Drinking alcohol progressively impairs reasoning and judgement skills in the frontal lobe of the brain. Pissed people make poor decisions, thereby cancelling out the very small positive impact of costly “feel-good” public education and social change programs advocated by the industry and their supporters.
The great irony of course is that the alcohol industry is the most vociferous caller for their patrons to exercise greater “individual responsibility”, while at the same time having absolutely no regard or responsibility for the general public. To the contrary, the alcohol industry profit the most from irresponsible alcohol promotions especially to children (alcohol “grooming”) via sporting events and failed Responsible Service of Alcohol (RSA) legal obligations. 93 per cent of young pub and club drinkers surveyed by BOCSAR reported they continued to be served alcohol when showing signs of intoxication.
Secondly, the alcohol lobby relies on crude and inaccurate risk and harm analyses to suggest that the current risk of becoming a victim of alcohol-related non-domestic violence does not justify proven population-wide controls such as earlier last drink measures.

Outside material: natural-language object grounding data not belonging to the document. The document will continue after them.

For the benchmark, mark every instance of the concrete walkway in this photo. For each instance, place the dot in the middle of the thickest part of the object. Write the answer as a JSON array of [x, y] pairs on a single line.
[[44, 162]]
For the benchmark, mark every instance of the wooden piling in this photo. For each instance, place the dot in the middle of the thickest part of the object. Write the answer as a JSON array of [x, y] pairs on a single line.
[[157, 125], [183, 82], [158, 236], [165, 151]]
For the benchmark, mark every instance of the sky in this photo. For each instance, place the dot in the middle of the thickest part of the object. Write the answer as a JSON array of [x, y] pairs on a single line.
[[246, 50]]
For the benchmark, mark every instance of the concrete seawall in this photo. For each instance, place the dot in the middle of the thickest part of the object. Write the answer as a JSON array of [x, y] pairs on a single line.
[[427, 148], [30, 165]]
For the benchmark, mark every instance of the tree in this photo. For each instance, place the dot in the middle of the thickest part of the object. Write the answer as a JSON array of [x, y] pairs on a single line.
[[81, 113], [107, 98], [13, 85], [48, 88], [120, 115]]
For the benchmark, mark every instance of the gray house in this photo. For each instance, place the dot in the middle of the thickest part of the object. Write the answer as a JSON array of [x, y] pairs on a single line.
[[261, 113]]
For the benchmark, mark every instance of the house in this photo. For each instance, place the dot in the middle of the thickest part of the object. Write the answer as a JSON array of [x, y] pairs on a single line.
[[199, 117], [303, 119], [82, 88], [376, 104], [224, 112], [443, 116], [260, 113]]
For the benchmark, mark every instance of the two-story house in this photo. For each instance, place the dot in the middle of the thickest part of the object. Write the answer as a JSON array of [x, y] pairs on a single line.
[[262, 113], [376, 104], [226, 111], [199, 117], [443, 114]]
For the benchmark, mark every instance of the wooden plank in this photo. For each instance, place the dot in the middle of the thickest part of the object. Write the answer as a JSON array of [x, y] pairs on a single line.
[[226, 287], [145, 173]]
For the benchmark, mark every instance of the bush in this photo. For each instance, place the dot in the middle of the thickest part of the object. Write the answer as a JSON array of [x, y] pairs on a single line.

Tell that to the grieving families and friends of those killed and permanently impaired from a drunken assault. Tell that to our brave and dedicated emergency workers who are too often used as punching bags and spittoons by highly intoxicated pub and club patrons.
It is estimated that only around 25 per cent of assaults are reported to police. Of course, the harm to self and others from the dangerous oversupply, promotion, and consumption of alcohol is much more extensive than late night weekend assaults in entertainment precincts.
Around half the total acute alcohol-related harm associated with the night economy comes from unintended consequences by pissed persons falling over (known in ED departments as PAFO), alcohol poisoning, walking in front of cars and buses, motor vehicle collisions, near drownings, and attempted suicides. The industry also deliberately fails to count and pay for the chronic harms and public costs associated with high and persistent levels of alcohol consumption including increased cancer risks, a previously unseen explosion in young people with serious liver damage, and the greater risk of Fetal Alcohol Spectrum Disorders (FASD).
And we’re not just talking about a “small minority” of “irresponsible” late night patrons. The majority of patrons of the late night economy are served volumes of alcohol inconsistent with RSA laws putting themselves and others at considerable risk of both short and long-term harm, not just violence.
An alcohol blood level of 0.05 doubles the chances of a car crash, while 0.08 nearly quadruples such risk. Compounding this quantifiable risk is the impact of fatigue associated with drinking late into the night.
It is these inconvenient facts that the alcohol industry and its associates hide from and attempt to obfuscate by reliance upon pseudo-science and urban mythology. The same facts explain why Newcastle’s 2008 modest reduction in closing times and related measures including the earlier lockout, are so successful. In Newcastle, we have witnessed a 110 per cent increase in smaller bars and licensed restaurants, and a sustained drop in assaults over the last eight years.
The Sydney liquor lords’ inability to capitalise and profit from safer streets in a similar fashion to Newcastle is not a failure of the lockout laws, but rather a lack of entrepreneurship, imagination uncoupled from 24/7 boozing, and a government not immediately adopting consistent law reforms across the state.
Part of living in a civil society is accepting some modest curtailment of individual rights (speed limits through school zones, child vaccinations) for the greater collective good. We must be extremely wary of the alcohol industry and their supporting charmers who proffer their own snake oil “solutions” predicated on self-interest, cost shifting, and misinformation for such a deadly problem.